PAS-reeks (15): Eén landbouwer, 2 locaties: hoe wordt het stikstofdecreet toegepast?
Op 22 februari 2024 werd het stikstofdecreet gepubliceerd in Het Belgisch Staatsblad. Voor de verschillende diercategorieën zijn verschillende reductiedoelstellingen opgenomen en voor elk bedrijf wordt een PAS-referentie 2030 bepaald. Maar wat als het bedrijf wordt uitgebaat op 2 locaties?

In dit 15de artikel van de PAS-reeks overloopt het Agentschap Landbouw en Zeevisserij hoe de PAS-referentie 2030 bepaald wordt als er 2 verschillende locaties zijn en hoe in dat geval de reductiedoelstellingen bepaald worden.
Ingedeelde inrichting of activiteit (IIOA)
De PAS-referentie 2030 wordt bepaald per exploitatie van een ingedeelde inrichting of activiteit (IIOA) of eenvoudig gezegd per vergunning. Wanneer het bedrijf uitgebaat wordt op meerdere locaties, zal dus per locatie een PAS-referentie 2030 berekend worden en zullen ook de doelstellingen per locatie bepaald worden op basis van de gemiddelde veebezetting van 2021 op diezelfde locatie.
In tabel 1 wordt een voorbeeld gegeven van een gemengd rundveebedrijf dat uitgebaat wordt op 2 locaties. Per locatie en per diercategorie op deze locatie worden de reductiedoelstellingen bepaald op basis van de gemiddelde veebezetting van 2021 die in de Mestbankaangifte werd opgegeven. Hieruit volgend wordt de PAS-referentie 2030 bepaald en bedraagt deze in dit voorbeeld 1.103,65 kg NH3/jaar voor locatie A en 482,3 kg NH3/jaar voor locatie B.
Dat betekent ook dat de te realiseren reducties moeten gerealiseerd worden binnen deze locaties.
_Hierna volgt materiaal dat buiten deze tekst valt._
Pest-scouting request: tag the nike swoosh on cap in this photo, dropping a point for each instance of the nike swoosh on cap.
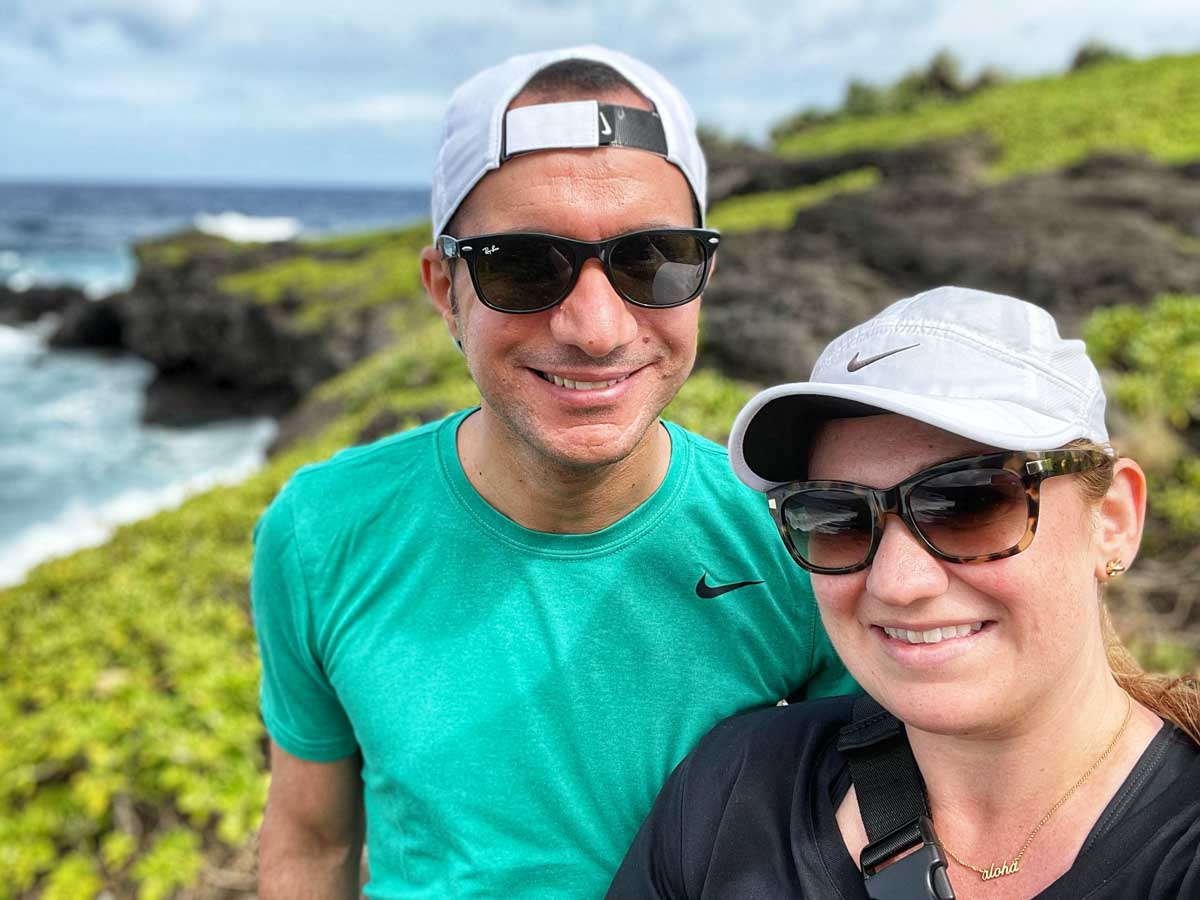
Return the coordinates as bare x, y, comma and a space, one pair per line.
857, 364
707, 592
Hogere reducties op locatie A kunnen niet gebruikt worden om de reductiedoelstellingen op locatie B te helpen realiseren.
Extern salderen
Emissierechten uitwisselen tussen verschillende locaties en bedrijven wordt ook wel ‘extern salderen’ genoemd.
Het extern salderen is opgenomen in het stikstofdecreet binnen het beoordelingskader voor ammoniak van veehouderijen en mestverwerkingsinstallaties. Het stikstofdecreet bepaalt dat een plan-MER (milieueffectrapport) en een passende beoordeling op Vlaams niveau worden opgemaakt. Er wordt ook onderzocht onder welke voorwaarden het extern salderen kan toegepast worden. Bij een gunstig resultaat van deze plan-MER en de passende beoordeling kunnen het extern salderen en bijhorende voorwaarden vanaf 1 januari 2025 in aanmerking worden genomen. De studie die wordt uitgevoerd omvat het extern salderen als techniek om de PAS-referentie 2030 te realiseren en als techniek om bijkomende ammoniakemissies vergunbaar te maken.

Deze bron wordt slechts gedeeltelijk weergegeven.